The activist group, however, urged the Bank to clarify its plan that entails the setting up of a “carbon reduction facility” that would buy and operate existing coal-fired power plants.
“When ADB made an announcement in May that it will no longer fund coal and would instead seek to support the phaseout of existing coal power plants in the region, we welcomed it as recognition of the Bank’s obligation to atone for having fueled massive coal expansion in Asia in decades past,” said Gerry Arances, executive director of the Center for Energy, Ecology, and Development (CEED).
“Now, we hope to understand why it intends to do this with a buy-out scheme which, on first impression, is incompatible with its no-coal policy,” he added.
Arances said that with the scheme, “ADB is effectively going to finance and even take part in the operations and share in the profits of these projects for another 15 years.”
The multilateral development bank and other key financial institutions have earlier expressed their intention to pursue a scheme to buy out coal power plants and wind them down within 15 years.

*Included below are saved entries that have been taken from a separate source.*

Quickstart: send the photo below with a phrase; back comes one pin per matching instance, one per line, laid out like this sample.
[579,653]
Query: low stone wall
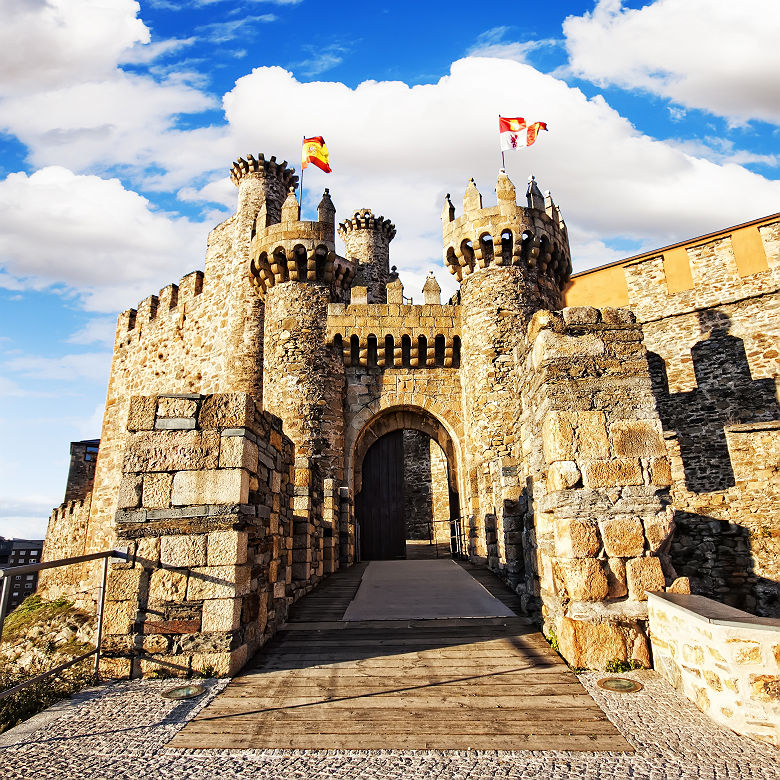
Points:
[206,506]
[599,480]
[723,659]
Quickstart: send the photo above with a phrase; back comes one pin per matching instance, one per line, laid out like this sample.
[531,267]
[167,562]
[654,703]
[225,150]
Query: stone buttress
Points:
[297,273]
[511,261]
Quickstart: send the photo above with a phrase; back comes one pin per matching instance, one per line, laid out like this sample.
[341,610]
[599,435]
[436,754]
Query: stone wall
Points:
[716,366]
[81,473]
[598,522]
[206,505]
[724,660]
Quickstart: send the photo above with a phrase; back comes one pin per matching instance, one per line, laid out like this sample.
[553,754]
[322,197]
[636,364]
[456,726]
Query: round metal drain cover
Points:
[620,685]
[183,692]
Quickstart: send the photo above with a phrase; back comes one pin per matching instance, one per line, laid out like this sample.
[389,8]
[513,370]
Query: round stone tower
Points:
[511,261]
[296,272]
[262,187]
[367,239]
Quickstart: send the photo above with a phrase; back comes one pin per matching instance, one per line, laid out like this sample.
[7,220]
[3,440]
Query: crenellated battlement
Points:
[296,250]
[242,168]
[364,219]
[392,335]
[533,236]
[169,302]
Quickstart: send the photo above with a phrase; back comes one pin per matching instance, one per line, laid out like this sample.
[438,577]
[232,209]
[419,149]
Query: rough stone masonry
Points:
[584,468]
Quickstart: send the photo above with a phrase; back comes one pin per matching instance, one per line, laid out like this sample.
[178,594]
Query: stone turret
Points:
[532,238]
[367,239]
[431,290]
[262,185]
[511,261]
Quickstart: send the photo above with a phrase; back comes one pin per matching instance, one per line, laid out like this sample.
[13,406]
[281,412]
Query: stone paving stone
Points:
[121,730]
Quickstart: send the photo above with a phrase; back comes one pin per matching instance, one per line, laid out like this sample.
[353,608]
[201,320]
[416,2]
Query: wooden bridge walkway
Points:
[447,684]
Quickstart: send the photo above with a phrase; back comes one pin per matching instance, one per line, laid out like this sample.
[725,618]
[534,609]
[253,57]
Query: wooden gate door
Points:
[379,506]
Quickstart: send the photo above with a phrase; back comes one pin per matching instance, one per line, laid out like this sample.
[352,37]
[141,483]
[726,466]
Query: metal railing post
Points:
[101,604]
[4,601]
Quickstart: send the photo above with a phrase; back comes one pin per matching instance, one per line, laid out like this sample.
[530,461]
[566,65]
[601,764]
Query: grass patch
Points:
[43,620]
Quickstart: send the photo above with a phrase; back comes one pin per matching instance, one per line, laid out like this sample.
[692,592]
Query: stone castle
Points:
[287,411]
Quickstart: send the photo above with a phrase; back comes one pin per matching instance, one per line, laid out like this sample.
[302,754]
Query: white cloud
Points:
[93,236]
[720,57]
[92,366]
[64,96]
[398,149]
[97,330]
[492,43]
[52,43]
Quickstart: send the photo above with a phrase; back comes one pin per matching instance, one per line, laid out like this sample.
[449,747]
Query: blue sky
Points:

The goal is supposedly to allow the countries to shift to renewable energy, with ADB now allotting up to US$1.7 million to conduct feasibility studies on the cost of early closures of coal plants.
In a letter addressed to ADB regional climate and energy executives, Arances inquired about the status of the Bank’s feasibility studies on coal phase-out.
He also sought clarification on the “operational changes” that will be implemented in power plants that are considered for the buy-out scheme.
“A 15-year winding down period means exposing the power sector to 15 more years of unreliable, inefficient, and pollutive [power plants],” read CEED’s letter to ADB.
The group also pointed out that under the scheme, companies behind the operating coal plants are meanwhile “[absolved from] internalizing the negative externalities and social costs brought about by the pollution that they create.”
CEED questioned ADB’s decision to work with finance institutions still channeling financial support to the coal industry.
“It seems counterintuitive that in its coal retirement initiative, ADB is partnering with the same financial institutions who are still funding new coal-fired power plants in the Philippines,” read the group’s letter.
Civil society and coal-affected communities will continue engaging the bank to ensure 1.5°C aligned energy development directions, be it in ADB’s coal phase-out plans or its ongoing energy policy update process, the group said.
“The immediate and just phase-out of coal and transition to clean and affordable energy from renewables in climate-vulnerable Philippines and the rest of Asia must be the ADB’s priority in all its energy related initiatives,” said Arances.